The quota system gives priority to those who file their labor certifications first, so there is an obvious advantage to filing as soon as possible. Even a person in the slower EB-3 category should not wait in the expectation that he or she may later become eligible for EB-2 or EB-1, since, as explained above, by filing now the priority date may be set for a later EB-2 or EB-1 petition.

Most importantly, however, is that time in H-1B or L-1 status could run out before an application for the green card (I-485) can be filed. Those in H-1B status can continue to extend their status indefinitely as long as they file their labor certification by the end of their 5th year in H-1B status. Otherwise they must leave the U.S. by the end of their 6th year. Those in L-1 status can usually change their status to H-1B status and take advantage of indefinite extensions, as long as they also file their labor certifications by the end of their 5th year.

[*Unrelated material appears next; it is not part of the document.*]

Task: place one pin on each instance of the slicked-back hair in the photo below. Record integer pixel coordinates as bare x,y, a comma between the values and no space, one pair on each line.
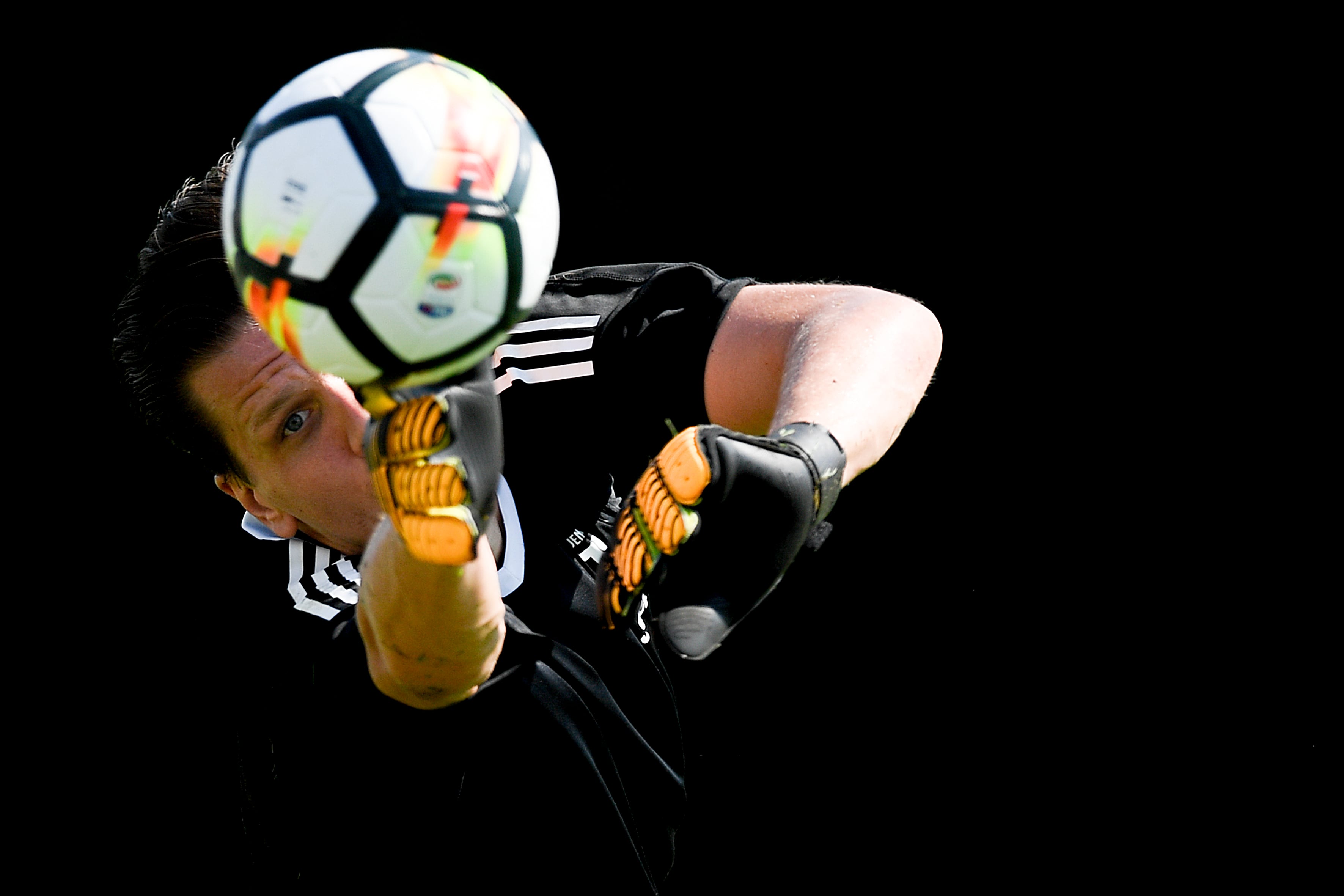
181,311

However, the end of the 5th year is not an ideal deadline to consider filing the labor certification. For one thing, it takes at least two months to complete the required recruitment prior to filing, so a person who waits until the end of the 5th year may not be able to file the labor certification application before time runs out.  Also, although most labor certifications are approved, many are not, and that possibility should be planned for. If the labor certification is denied, or the employer is unable to complete the necessary recruitment, a second labor certification must be attempted, filed before the end of the 5th year, and ultimately approved in order to enable extensions past the 6th year.

Conclusion

Plans to convert temporary working status to green card (i.e., permanent) status should not be based on the hope that Congress will pass a law that will make the conversion faster or easier. Instead, prospective immigrants should plan for the reality of quota retrogression, apply as soon as possible, and seek the assistance of a creative lawyer who can not only guide them through the process, but also find ways to make the long wait as short as possible.  Then, if Congress does provide quota relief, we can all be happily surprised.